Chouette article, merci.
De « la musique de merde », je ne sais pas mais s’infliger les seconds couteaux de l’IDM en sacrifiant la discographie prodigieuse d’Autechre (le coffret NTS de l’an dernier est fabuleux), c’est clairement perdre son temps.
C’est un peu le lot de toute personne qui a écouté des musiques hors formats (free jazz, noise, musique contemporaine…) ou peut être même n’importe quelle musique, que de se retrouver tout seul des années plus tard et de se retourner en se demandant comment il en était arrivé là (l’electroclash ça sonne comment en 2019 ?). Et tout ceux qui dans les années 90 ont fait le voyage de la techno jusqu’à mego (et peut-être plus loin) se sont forcement posé la question (et ont fait un gros tri dans leur discothèque). C’est dommage de terminer sur Boards of Canada qui est quand même la version la plus soft possible de l’IDM de part les sonorités et le format (sans que ça soit une critique de ma part), alors que le questionnement sur le problème de la virtuosité technique et technologique inhérent au genre était plus intéressante et qu’elle circule depuis les débuts du synthétiseur dans la musique populaire. Et la tarte à la crème d’assimiler public chiant / musique chiante (vive le cool…), on pouvait s’en passer.

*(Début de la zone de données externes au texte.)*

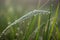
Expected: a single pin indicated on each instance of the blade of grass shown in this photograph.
(37, 34)
(54, 21)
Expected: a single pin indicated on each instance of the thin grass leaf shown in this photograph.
(37, 34)
(54, 21)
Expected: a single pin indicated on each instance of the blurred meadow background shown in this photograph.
(29, 19)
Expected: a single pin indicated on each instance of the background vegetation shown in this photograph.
(43, 26)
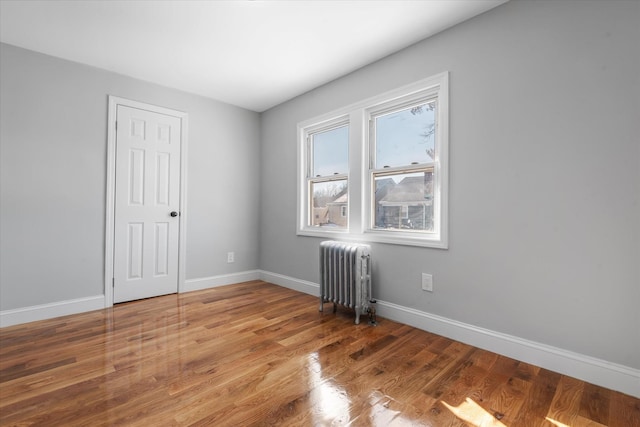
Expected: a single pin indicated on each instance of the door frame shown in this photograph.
(114, 102)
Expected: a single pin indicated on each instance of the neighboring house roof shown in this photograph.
(410, 191)
(340, 200)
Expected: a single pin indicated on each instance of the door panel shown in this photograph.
(146, 192)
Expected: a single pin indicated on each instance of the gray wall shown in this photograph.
(544, 176)
(53, 124)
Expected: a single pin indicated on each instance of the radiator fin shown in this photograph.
(345, 276)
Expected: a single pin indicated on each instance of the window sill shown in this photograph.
(373, 236)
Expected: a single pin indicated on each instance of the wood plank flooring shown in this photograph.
(259, 354)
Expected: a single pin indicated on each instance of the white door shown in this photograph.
(147, 201)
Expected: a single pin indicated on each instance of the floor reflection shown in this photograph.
(473, 413)
(330, 402)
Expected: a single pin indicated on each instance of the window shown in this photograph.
(327, 184)
(393, 188)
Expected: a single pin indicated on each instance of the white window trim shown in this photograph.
(304, 172)
(360, 177)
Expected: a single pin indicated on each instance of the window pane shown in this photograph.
(330, 152)
(404, 201)
(406, 137)
(329, 205)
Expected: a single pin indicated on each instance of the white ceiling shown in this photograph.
(254, 54)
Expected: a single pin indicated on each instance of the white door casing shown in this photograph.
(145, 196)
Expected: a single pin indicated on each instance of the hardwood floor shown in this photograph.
(259, 354)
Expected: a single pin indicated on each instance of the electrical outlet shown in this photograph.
(427, 282)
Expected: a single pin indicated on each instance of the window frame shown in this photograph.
(361, 175)
(306, 178)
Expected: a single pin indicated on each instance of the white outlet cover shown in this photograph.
(427, 282)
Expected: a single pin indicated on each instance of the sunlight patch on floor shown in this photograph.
(473, 413)
(556, 423)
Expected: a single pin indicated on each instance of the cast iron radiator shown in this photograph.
(345, 277)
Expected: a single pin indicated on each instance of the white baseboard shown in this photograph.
(586, 368)
(51, 310)
(221, 280)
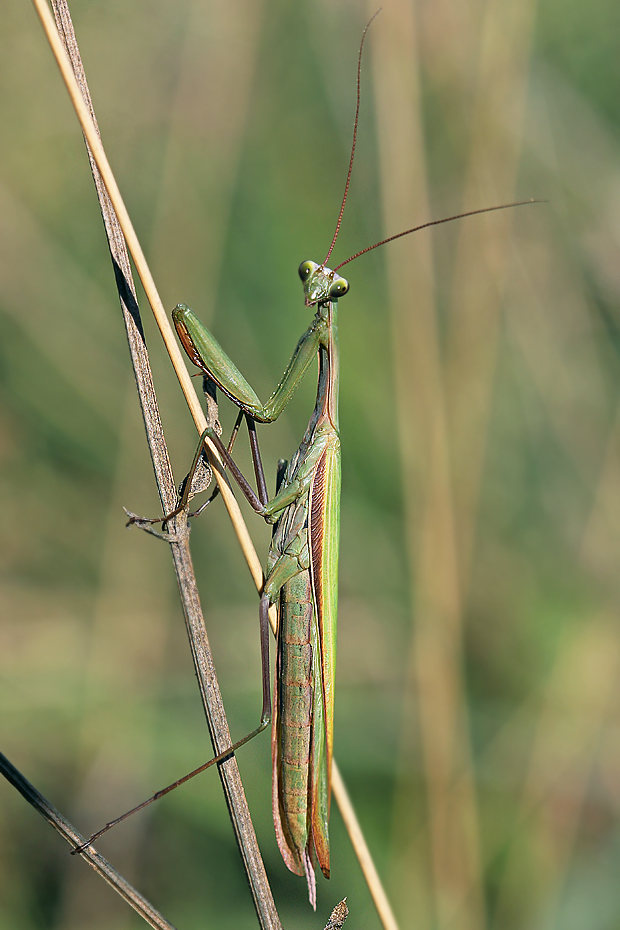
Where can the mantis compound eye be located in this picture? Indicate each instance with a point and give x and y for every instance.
(338, 288)
(306, 269)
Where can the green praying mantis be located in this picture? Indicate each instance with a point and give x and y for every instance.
(302, 565)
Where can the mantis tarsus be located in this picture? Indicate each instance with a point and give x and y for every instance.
(302, 566)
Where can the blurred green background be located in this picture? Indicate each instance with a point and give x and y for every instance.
(477, 707)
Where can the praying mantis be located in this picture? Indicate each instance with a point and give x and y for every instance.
(302, 566)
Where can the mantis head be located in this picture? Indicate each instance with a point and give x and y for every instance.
(321, 283)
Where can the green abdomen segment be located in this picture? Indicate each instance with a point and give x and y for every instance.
(292, 730)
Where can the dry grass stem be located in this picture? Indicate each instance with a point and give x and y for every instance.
(90, 855)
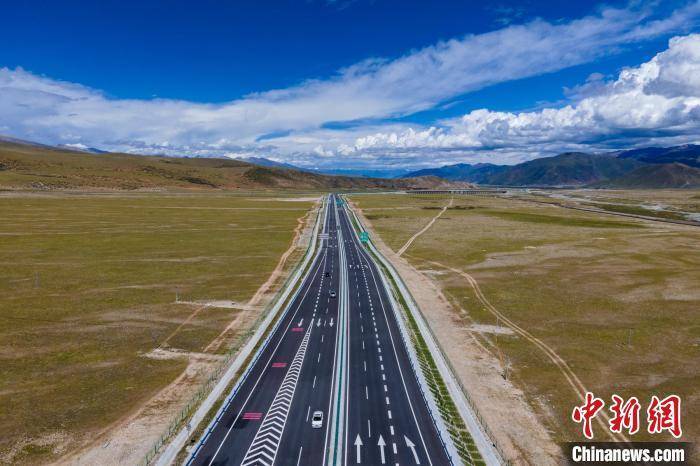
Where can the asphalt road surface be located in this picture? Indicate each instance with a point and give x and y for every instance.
(337, 350)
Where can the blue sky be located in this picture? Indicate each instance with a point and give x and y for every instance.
(346, 83)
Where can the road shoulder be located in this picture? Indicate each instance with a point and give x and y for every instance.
(503, 407)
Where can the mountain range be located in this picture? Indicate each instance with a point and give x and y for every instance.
(653, 167)
(26, 165)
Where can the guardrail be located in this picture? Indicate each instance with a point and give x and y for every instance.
(425, 328)
(445, 438)
(233, 359)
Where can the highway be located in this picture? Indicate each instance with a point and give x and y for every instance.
(336, 349)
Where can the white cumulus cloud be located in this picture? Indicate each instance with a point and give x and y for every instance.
(659, 99)
(294, 122)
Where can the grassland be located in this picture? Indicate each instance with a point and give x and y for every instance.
(27, 166)
(616, 298)
(672, 204)
(88, 289)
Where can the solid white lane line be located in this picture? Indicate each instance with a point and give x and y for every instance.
(396, 357)
(299, 458)
(309, 285)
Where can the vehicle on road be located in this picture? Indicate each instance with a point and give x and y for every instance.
(317, 420)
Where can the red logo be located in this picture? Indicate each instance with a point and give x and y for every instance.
(662, 415)
(586, 412)
(665, 415)
(625, 415)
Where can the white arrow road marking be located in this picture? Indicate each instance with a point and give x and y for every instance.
(412, 446)
(358, 445)
(381, 444)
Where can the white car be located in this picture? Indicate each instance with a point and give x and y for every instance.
(317, 420)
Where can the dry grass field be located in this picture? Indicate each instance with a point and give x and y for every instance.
(617, 299)
(89, 324)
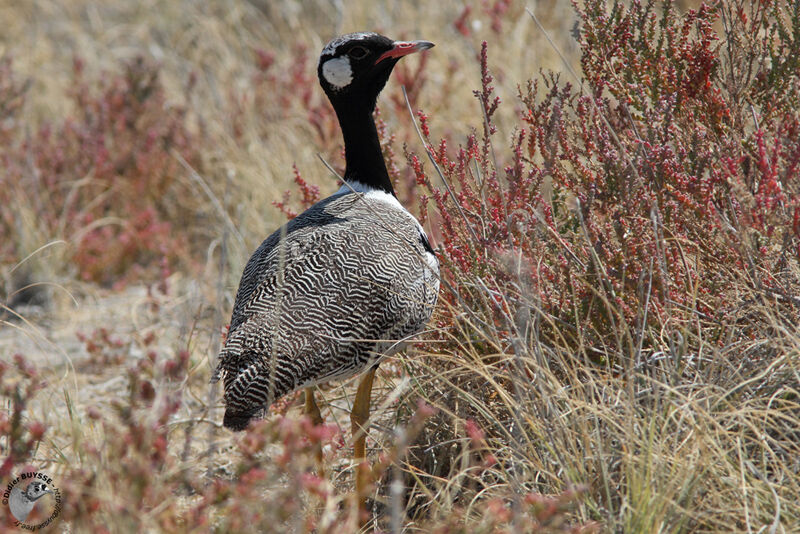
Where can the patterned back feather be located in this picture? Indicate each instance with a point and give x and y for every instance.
(325, 297)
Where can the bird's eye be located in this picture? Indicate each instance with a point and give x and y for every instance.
(358, 52)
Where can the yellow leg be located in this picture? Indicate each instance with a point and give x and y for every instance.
(312, 410)
(358, 420)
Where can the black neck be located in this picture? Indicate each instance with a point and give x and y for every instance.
(362, 148)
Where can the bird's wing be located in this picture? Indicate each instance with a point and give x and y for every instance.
(336, 282)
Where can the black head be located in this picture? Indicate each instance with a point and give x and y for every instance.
(355, 67)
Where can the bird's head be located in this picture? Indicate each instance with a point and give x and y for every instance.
(353, 68)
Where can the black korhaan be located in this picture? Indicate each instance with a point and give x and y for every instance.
(343, 284)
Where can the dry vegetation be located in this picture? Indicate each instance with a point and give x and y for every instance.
(616, 347)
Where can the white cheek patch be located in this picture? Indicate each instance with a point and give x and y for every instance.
(337, 72)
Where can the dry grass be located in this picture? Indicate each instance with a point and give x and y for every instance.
(680, 423)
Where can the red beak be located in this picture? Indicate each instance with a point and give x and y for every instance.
(403, 48)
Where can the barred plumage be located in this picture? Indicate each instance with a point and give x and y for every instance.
(326, 296)
(343, 284)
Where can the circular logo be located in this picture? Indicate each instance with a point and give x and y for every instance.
(33, 500)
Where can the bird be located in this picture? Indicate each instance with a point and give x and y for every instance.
(344, 284)
(21, 503)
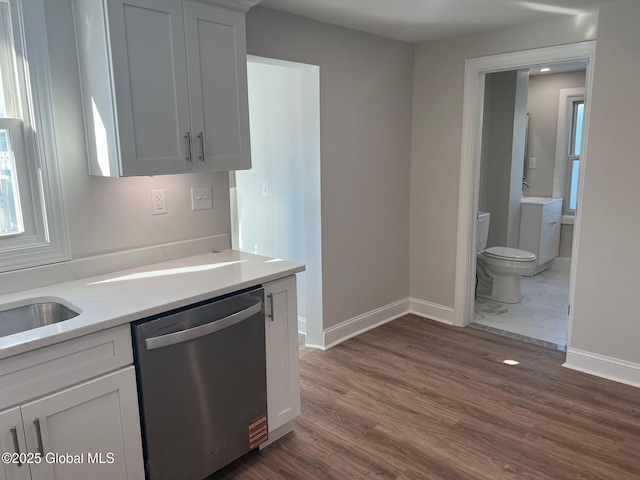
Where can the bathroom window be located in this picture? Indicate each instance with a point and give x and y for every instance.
(32, 229)
(573, 163)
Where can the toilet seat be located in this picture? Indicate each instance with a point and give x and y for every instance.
(511, 254)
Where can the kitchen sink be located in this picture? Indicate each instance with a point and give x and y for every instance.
(38, 313)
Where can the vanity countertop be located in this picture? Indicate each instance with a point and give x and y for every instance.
(540, 200)
(121, 297)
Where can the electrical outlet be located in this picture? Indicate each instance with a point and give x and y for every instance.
(201, 198)
(158, 202)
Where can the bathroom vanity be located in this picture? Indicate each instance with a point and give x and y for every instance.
(540, 223)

je serais curieux de savoir sur quel genre vous avez jeté votre dévolu, futur révolu (?) en 2019.
Je ne défendrais pas l’IDM, je suis d’accord qu’une impasse existe … mais je trouve cet article tellement moche, agressif et vulgaire, il dissimule mal son inconsistance sous une couche de pseudo-radicalité putassière, on dirait la logorrhée d’un critique de comptoir qui bave pour dissiper leur propre médiocrité.

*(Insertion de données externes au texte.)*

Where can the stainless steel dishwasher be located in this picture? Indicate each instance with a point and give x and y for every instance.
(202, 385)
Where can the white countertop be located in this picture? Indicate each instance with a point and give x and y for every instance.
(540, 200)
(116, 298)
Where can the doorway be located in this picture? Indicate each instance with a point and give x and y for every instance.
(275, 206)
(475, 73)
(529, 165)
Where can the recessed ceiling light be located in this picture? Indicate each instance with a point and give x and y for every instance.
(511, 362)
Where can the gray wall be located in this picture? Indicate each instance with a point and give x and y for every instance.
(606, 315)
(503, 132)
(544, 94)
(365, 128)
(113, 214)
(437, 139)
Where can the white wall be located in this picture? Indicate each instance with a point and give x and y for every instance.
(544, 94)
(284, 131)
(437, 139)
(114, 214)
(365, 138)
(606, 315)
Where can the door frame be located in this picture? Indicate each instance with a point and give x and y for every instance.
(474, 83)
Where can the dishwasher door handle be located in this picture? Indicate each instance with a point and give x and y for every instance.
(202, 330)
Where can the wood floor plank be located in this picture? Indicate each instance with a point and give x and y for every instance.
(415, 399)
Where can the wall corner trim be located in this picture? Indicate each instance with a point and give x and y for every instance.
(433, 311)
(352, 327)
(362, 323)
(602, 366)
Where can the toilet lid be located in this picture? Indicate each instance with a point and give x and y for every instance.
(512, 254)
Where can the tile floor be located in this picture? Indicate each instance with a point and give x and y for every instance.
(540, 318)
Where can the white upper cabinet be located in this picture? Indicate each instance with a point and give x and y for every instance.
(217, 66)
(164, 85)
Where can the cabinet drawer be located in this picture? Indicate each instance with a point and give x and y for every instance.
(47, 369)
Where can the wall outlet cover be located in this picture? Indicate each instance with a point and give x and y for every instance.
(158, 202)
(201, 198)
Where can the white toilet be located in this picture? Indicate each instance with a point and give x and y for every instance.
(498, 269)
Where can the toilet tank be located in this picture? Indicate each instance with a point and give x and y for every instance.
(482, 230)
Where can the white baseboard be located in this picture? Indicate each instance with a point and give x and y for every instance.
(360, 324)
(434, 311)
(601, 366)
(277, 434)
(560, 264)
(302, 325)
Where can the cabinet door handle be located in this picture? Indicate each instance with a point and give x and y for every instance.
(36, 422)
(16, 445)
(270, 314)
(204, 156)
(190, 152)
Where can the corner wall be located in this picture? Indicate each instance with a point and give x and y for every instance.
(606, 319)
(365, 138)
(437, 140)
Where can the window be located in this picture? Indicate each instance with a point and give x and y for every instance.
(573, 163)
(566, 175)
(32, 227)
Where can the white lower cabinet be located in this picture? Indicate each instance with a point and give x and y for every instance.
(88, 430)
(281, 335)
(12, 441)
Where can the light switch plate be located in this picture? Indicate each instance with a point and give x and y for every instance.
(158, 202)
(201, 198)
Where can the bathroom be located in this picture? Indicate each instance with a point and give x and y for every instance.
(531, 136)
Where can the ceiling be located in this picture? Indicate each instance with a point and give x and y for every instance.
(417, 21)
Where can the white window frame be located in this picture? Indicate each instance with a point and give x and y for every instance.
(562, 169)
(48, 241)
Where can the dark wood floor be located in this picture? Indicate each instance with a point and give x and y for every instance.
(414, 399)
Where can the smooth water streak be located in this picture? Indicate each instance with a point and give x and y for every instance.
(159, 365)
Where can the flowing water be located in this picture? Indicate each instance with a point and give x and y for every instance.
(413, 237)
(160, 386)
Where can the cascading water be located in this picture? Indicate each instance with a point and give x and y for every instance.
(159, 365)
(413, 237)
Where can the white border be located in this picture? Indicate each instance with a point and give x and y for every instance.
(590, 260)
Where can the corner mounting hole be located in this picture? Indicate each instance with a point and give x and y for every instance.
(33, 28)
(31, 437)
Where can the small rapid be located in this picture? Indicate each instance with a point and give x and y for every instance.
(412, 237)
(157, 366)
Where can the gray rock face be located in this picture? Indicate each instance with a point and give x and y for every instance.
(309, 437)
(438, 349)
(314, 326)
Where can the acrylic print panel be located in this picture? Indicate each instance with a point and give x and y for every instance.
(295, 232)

Thomas (Ester) Brinkmann, le « grand » oublié ?
Dommage d’entacher une opinion intéressante par tant de suffisance.
Donc, si j’ai bien compris, tu avoues avoir des goûts de chiottes en electro et t’être fait du mal pendant des années en écoutant des bons trucs.
Hmmm… Je t’aimes toujours Virgile. Mais ce concert d’Autechre en 1998, c’était sans Powerbook, un de leur dernier concert full analo, avec des boîtes à rythmes des synthés, des séquenceurs, etc.
Le projet de futurisme de l’IDM s’est n peu terminé avec Gantz Graff et Brownout, comment aller pus loin? Ça à permis à la dance music de reprendre le chemin de la pertinence.